Another way to make sure you are challenged and growing is by studying topics you might not normally approach. Several examples of things you could learn about include art, cooking, marketing, science, technology, politics, and business & finance. A well-rounded person typically makes for a great conversationalist. It's not that you have to be a know-it-all, but you just might find yourself more comfortable in new settings than you ordinarily would be if you can learn how to bring some real substance to a conversation about something that's on a higher level than what you might be used to. Adaptability is crucial for navigating through the waters of "getting out of your comfort zone." You've got to be flexible. Moreover, if you want people to take you seriously so they can see you are worth investing in (with regard to time, energy, and especially money), you have got to show people that you are not a one-dimensional one-trick-pony. What worked "back then" might not cut it now. What you did to wow people "there" might not necessarily work "here."

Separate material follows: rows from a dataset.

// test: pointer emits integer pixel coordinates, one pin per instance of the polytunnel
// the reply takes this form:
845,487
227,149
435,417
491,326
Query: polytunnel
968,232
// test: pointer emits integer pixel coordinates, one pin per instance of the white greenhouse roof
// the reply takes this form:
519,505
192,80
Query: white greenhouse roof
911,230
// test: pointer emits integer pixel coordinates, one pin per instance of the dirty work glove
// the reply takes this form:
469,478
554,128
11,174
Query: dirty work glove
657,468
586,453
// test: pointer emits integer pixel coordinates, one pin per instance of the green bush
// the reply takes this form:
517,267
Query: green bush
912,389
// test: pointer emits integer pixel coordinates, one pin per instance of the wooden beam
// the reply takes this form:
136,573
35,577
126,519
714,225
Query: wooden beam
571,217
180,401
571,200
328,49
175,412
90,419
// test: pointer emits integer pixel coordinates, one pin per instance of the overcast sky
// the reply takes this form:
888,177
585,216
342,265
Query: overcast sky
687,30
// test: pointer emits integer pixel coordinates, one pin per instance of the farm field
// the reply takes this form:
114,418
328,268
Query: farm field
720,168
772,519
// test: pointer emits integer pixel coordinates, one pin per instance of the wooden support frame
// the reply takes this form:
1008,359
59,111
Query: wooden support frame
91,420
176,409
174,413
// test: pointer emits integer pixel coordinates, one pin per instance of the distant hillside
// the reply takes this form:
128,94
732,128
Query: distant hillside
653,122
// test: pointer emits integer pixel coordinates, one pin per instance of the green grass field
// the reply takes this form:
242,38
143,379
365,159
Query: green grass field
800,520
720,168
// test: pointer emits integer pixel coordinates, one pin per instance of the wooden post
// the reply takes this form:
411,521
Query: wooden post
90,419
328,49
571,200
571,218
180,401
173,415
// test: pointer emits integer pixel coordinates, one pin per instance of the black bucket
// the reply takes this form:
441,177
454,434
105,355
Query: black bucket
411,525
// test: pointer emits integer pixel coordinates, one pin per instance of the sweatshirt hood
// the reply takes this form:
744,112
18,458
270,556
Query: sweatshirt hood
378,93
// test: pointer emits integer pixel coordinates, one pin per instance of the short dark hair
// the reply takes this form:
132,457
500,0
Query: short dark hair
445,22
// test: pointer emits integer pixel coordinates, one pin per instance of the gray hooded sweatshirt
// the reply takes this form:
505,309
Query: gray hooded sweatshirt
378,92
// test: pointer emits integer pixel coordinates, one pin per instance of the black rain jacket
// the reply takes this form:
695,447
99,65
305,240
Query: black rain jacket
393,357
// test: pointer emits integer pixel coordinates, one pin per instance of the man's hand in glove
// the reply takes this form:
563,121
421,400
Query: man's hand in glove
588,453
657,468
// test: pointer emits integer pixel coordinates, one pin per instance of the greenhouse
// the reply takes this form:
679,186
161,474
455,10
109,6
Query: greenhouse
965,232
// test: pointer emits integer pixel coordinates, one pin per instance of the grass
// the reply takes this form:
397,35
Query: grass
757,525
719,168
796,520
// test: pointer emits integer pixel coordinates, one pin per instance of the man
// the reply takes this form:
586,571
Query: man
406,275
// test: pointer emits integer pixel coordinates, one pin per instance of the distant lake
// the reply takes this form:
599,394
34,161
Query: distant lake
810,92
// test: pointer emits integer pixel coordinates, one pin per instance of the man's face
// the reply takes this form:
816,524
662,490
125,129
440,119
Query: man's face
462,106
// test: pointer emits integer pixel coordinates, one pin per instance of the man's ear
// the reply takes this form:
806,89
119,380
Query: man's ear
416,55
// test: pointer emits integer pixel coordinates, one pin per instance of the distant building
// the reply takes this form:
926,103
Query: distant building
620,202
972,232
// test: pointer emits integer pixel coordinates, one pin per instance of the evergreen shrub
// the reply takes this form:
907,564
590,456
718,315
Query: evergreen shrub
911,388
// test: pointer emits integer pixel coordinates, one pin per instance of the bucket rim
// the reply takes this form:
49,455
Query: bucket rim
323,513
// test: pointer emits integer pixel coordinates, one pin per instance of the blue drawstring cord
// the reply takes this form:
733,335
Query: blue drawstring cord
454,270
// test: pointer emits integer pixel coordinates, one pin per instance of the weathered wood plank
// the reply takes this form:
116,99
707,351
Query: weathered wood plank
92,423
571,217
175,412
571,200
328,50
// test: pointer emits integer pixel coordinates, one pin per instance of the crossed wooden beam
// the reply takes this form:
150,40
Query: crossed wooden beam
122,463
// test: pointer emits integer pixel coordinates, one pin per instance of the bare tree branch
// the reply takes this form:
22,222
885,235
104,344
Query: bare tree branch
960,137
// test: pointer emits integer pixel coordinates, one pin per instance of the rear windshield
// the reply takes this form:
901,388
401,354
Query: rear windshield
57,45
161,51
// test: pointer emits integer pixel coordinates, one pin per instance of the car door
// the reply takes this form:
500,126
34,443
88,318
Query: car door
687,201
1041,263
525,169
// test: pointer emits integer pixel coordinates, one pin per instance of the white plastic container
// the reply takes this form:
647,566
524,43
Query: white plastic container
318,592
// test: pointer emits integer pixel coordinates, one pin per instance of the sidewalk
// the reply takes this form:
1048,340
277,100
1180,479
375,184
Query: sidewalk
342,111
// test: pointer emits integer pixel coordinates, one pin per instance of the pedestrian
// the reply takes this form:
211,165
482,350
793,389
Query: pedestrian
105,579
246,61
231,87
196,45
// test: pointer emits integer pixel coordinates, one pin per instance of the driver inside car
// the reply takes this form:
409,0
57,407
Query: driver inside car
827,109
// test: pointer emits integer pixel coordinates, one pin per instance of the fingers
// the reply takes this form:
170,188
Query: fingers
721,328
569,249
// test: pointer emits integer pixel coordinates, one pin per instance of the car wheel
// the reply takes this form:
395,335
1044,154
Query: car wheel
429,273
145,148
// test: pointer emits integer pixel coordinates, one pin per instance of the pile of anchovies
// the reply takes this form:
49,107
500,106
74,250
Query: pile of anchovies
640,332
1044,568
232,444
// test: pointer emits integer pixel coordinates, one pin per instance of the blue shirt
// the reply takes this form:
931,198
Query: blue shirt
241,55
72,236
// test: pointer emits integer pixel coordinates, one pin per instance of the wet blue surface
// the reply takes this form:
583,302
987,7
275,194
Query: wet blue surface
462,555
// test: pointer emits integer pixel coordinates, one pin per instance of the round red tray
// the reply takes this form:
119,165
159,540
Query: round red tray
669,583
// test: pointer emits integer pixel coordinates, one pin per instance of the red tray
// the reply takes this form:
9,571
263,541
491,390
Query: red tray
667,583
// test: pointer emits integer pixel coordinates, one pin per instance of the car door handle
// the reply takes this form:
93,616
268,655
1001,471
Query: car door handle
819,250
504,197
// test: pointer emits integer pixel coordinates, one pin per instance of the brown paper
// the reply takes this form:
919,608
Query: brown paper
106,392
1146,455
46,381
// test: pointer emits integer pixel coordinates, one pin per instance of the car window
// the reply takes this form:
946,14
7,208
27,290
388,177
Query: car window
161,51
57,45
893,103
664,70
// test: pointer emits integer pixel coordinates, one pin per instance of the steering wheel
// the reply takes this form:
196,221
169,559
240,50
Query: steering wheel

So keep learning, keep challenging yourself, and keep growing. Sometimes these tasks might seem daunting, and there will be times when you feel quite uncomfortable, but you can do it! No one who ever made great strides in whatever they set out to do was ever comfortable all the time during the process. It's time for some pressure and pressure makes diamonds!
Most people don't want to work with someone else who doesn't bring their A-game each time they come into contact with each other. So, of course, it's important to know what you're talking about whenever you speak on something. Study your craft. Definitely do your homework and do your research on the field you are in. But when you enter into dialogue with people in your field (or maybe in another field you might not be able to call your home), don't try to act like a know-it-all. You might actually know a lot, but you don't have to act like it in an arrogant manner. There is great value in real humility. Let others sing your praises and do the same for others. Also, in dialogue, learn how to ask the right questions. Don't just make statements, but ask good questions. It shows that you are genuinely interested in what others have to say, and that you don't want to hear only the sound of your own voice. People respect that. People appreciate it when others with whom they are conversing are not narcissistic. A good conversationalist knows how to ask good questions and WHEN to ask those questions. Timing is key.
One more thing, listen to people to understand them, not just to respond back. So many people miss the mark on this as they are often in a rush to get their point across and they end up cutting across people when they are mid-sentence. Listen more than you speak. This is something I myself am working on too, because I see the value in being a good listener. Sometimes if you just listen to a person, you will get the answer to the question you have been dying to ask. Patience is another key in engaging people the right way.
When people know you are a good listener, you'll be surprised at how many people will want to talk to you and engage you on a variety of subjects. They know you care about what they have to say and they know you'll make the conversation interesting.
I just want to encourage and inspire as many people as I can for Jesus Christ.